Palestina, sama halnya dengan Israel, juga mengklaim bahwa PBB tidak dapat diandalkan. Alasan Palestina berbeda dengan Israel, yaitu menilai bahwa PBB terlalu didominasi oleh aliansi terbesar Israel, yakni AS. Sebagai salah satu pemegang Hak Veto dalam DK PBB, AS dalam pandangan Palestina dicap bertanggung jawab atas gagalnya pengesahan dan implementasi dari banyak Resolusi DK PBB yang mendukung Palestina. Palestina juga menyatakan bahwa PBB yang saat ini merupakan refleksi dari keadaan geopolitik pasca Perang Dunia II, dan sudah seharusnya direformasi, terutama Dewan Keamanannya. AS lah yang menjauhkan reformasi PBB jauh dari realisasi, sekaligus hanya menjadikan PBB sebagai forum untuk berkata-kata indah semata tanpa ada tindakan konkret untuk membantu resolusi konflik Israel-Palestina, karena setiap proposal resolusi yang mengandung satu atau dua kata saja yang menyudutkan Israel akan selalu dilempar kembali ke kotak sampah berkat veto dari AS. Israel sungguh berada dalam posisi yang lebih strategis karena memiliki hubungan yang sangat dekat dengan AS, sedangkan Palestina hanya bermodalkan itikad baik saja dalam forum-forum internasional.

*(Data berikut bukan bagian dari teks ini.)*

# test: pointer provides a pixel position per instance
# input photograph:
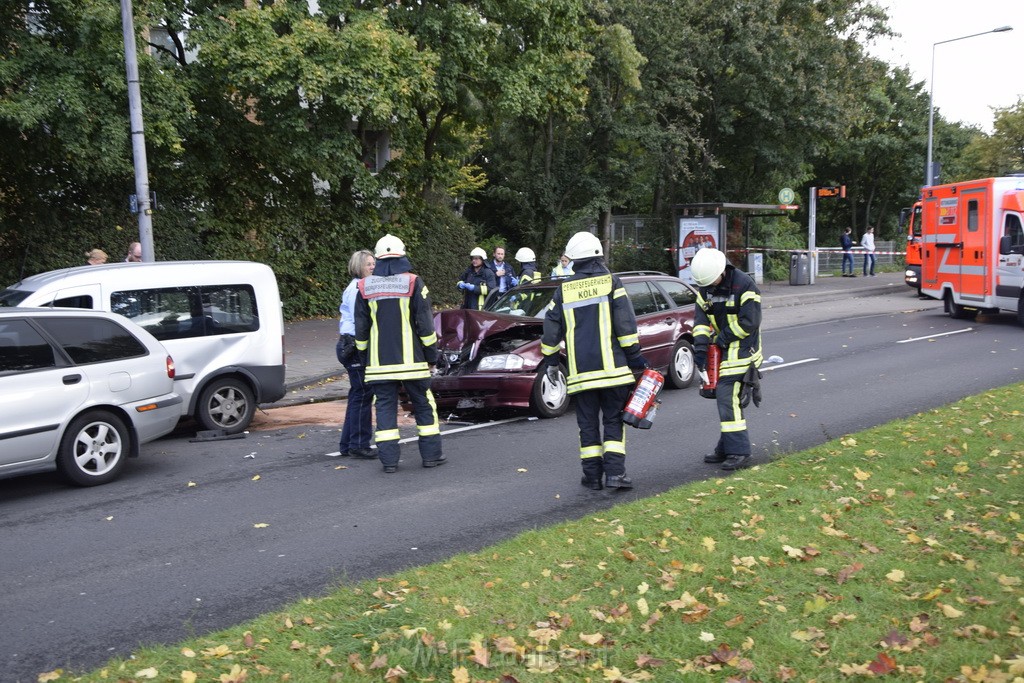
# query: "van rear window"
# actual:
(179, 312)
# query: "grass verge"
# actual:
(894, 553)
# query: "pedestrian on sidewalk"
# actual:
(592, 314)
(846, 242)
(394, 335)
(357, 429)
(867, 242)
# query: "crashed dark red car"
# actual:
(488, 358)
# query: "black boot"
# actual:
(715, 457)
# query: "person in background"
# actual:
(394, 335)
(527, 260)
(592, 314)
(727, 313)
(867, 242)
(846, 242)
(564, 267)
(134, 253)
(357, 429)
(477, 282)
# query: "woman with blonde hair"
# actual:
(358, 416)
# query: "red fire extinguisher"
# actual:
(709, 388)
(642, 403)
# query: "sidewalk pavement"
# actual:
(313, 374)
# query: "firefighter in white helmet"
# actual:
(592, 314)
(527, 261)
(728, 313)
(394, 334)
(477, 282)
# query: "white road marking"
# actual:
(787, 365)
(335, 454)
(941, 334)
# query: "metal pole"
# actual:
(929, 174)
(137, 136)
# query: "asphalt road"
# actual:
(173, 550)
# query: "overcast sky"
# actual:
(971, 76)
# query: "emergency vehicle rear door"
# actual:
(975, 214)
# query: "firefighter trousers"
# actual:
(602, 454)
(425, 411)
(734, 439)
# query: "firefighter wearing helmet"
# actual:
(477, 282)
(592, 314)
(728, 313)
(527, 260)
(394, 335)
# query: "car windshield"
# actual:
(10, 298)
(528, 302)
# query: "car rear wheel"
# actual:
(681, 368)
(226, 403)
(550, 399)
(93, 449)
(955, 310)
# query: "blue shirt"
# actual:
(347, 308)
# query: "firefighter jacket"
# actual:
(394, 327)
(729, 314)
(592, 314)
(481, 283)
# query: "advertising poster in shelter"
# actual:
(696, 233)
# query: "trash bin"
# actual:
(800, 268)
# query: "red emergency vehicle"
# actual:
(909, 218)
(973, 246)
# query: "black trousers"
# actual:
(602, 438)
(734, 439)
(427, 426)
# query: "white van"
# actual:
(221, 322)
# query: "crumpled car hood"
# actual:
(460, 327)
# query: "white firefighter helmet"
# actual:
(389, 247)
(525, 255)
(707, 265)
(584, 245)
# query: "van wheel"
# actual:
(681, 368)
(550, 400)
(226, 403)
(956, 311)
(93, 450)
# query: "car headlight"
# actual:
(500, 361)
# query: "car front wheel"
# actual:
(681, 369)
(226, 403)
(550, 399)
(93, 450)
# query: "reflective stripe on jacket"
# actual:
(730, 315)
(593, 315)
(394, 326)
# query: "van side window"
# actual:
(1015, 232)
(180, 312)
(81, 301)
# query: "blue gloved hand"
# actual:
(638, 363)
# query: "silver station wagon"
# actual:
(80, 392)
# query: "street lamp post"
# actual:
(929, 176)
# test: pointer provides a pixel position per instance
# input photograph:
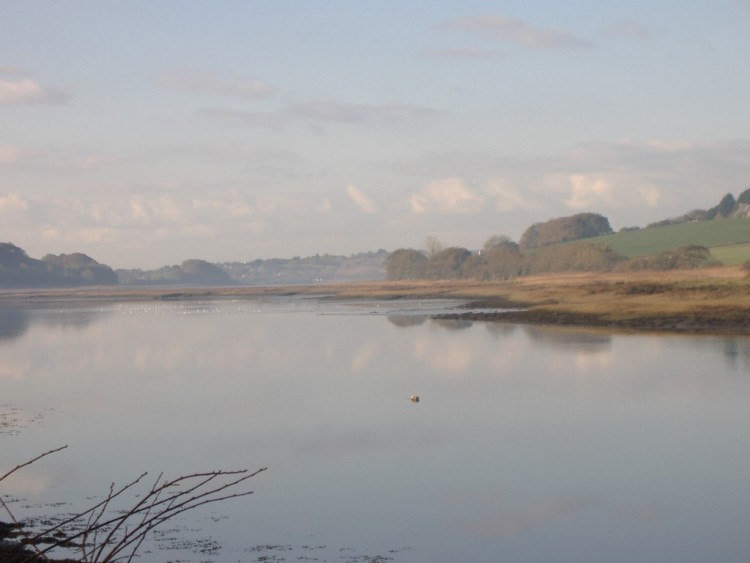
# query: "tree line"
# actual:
(537, 252)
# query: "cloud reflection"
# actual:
(515, 521)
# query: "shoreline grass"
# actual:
(710, 300)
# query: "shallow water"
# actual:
(528, 443)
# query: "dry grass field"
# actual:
(712, 300)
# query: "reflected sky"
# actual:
(528, 444)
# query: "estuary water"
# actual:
(528, 444)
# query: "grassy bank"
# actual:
(714, 300)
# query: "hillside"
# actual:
(728, 239)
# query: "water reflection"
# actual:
(527, 442)
(16, 319)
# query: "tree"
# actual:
(432, 246)
(447, 264)
(583, 225)
(405, 264)
(106, 533)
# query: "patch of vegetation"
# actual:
(561, 229)
(685, 258)
(654, 240)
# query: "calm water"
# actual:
(529, 444)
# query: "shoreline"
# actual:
(712, 301)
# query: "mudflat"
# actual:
(702, 301)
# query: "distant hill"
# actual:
(724, 230)
(728, 239)
(17, 269)
(561, 229)
(728, 208)
(190, 272)
(320, 268)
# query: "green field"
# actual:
(728, 239)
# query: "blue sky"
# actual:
(144, 133)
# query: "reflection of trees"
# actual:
(501, 329)
(566, 337)
(737, 353)
(77, 318)
(403, 321)
(13, 323)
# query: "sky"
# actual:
(147, 132)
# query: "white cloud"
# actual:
(13, 202)
(10, 154)
(501, 28)
(449, 196)
(324, 112)
(507, 196)
(349, 112)
(627, 29)
(588, 191)
(461, 53)
(17, 88)
(196, 81)
(361, 200)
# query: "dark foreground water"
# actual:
(529, 444)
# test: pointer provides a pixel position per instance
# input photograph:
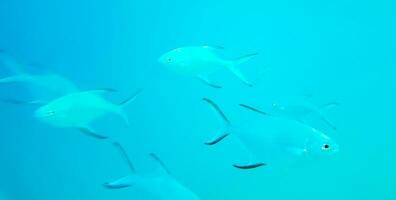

Dari pemaparan di atas, dapat kita lihat posisi masing-masing aktor: PBB sebagai agen inisiator solusi dari konflik, Israel dan Palestina sebagai parties to the conflict. Dengan ‘pernyataan terbuka’ kedua belah pihak yang meragukan kompetensi PBB sebagai jalan menuju penyelesaian konflik, adalah halal untuk menyebut dan memastikan posisi Israel dan Palestina serta pemerintahan mereka masing-masing sebagai bagian dari konflik ini, dan bukan (atau belum) merupakan solusinya.

Dengan menyinggung AS dalam penjelasan sebelumnya, akan dibuka juga tirai terakhir dalam teori PSC yang berkontribusi menyebabkan berlarut-larutnya konflik Israel-Palestina: International Linkage. PSC menyatakan bahwa konflik dapat menjadi berkepanjangan bila ada kepentingan-kepentingan yang bertentangan melatari konflik tersebut. Bila kita lihat, sebenarnya ada entitas-entitas lain yang berdiri di belakang masing-masing Israel dan Palestina –AS di pihak Israel, dan negara-negara Arab di pihak Palestina. Apa pertentangan kepentingan diantara mereka? AS ingin mempertahankan keutuhan Negara Israel karena Israel merupakan batu tumpuan utama AS untuk meluluskan segala kepentingannya di kawasan Timur Tengah. Dalam lapisan luar, AS boleh saja mengatakan bahwa kepentingan utamanya adalah merealisasikan manifested destiny of USA: menyebarkan demokrasi liberal ke seluruh dunia, dan bahwa Israel adalah aliansi kuncinya untuk melancarkan kepentingan tersebut di kawasan Timur Tengah. Dan memang, Israel sejak masa Perang Dingin telah menjadi patron di Timur Tengah yang membantu AS mengatasi gerakan-gerakan ekstremis dan radikal dari dunia Arab. Israel selain menjadi perpanjangan tangan AS di Timur Tengah juga menjadi sumber informasi dan strategi untuk menghadapi gerakan-gerakan terorisme yang mengancam keamanan nasional AS. Meskipun kelihatannya AS banyak menggelontorkan dana dari hasil pemungutan pajak warga negaranya untuk Israel dalam bentuk peralatan perang, tetapi sesungguhnya Israel sangat bermanfaat, mengurangi potensi pengeluaran AS dalam jumlah milyaran dollar karena AS tidak perlu mengirim pasukannya secara langsung ke Timur Tengah. Di lapisan dalam, dan berhubungan juga dengan power projection AS melalui Israel, ada kepentingan lain yang sangat signifikan: suplai minyak. AS tidak ingin kehilangan akses terhadap wilayah yang memiliki cadangan minyak bumi terbesar di dunia lantaran memiliki perbedaan ideologi dengan inhabitan asli kawasan tersebut. Untuk itulah, Israel sangat diperlukan AS untuk menjaga stabilitas kawasan Timur Tengah, sekaligus mengamankan jalur suplai dan perdagangan minyak AS. Atas dasar ini, adalah penting bagi AS untuk menjaga dan mendukung keutuhan serta kemakmuran Israel lantaran menjadi aset vital bagi pemenuhan kepentingan nasionalnya sendiri.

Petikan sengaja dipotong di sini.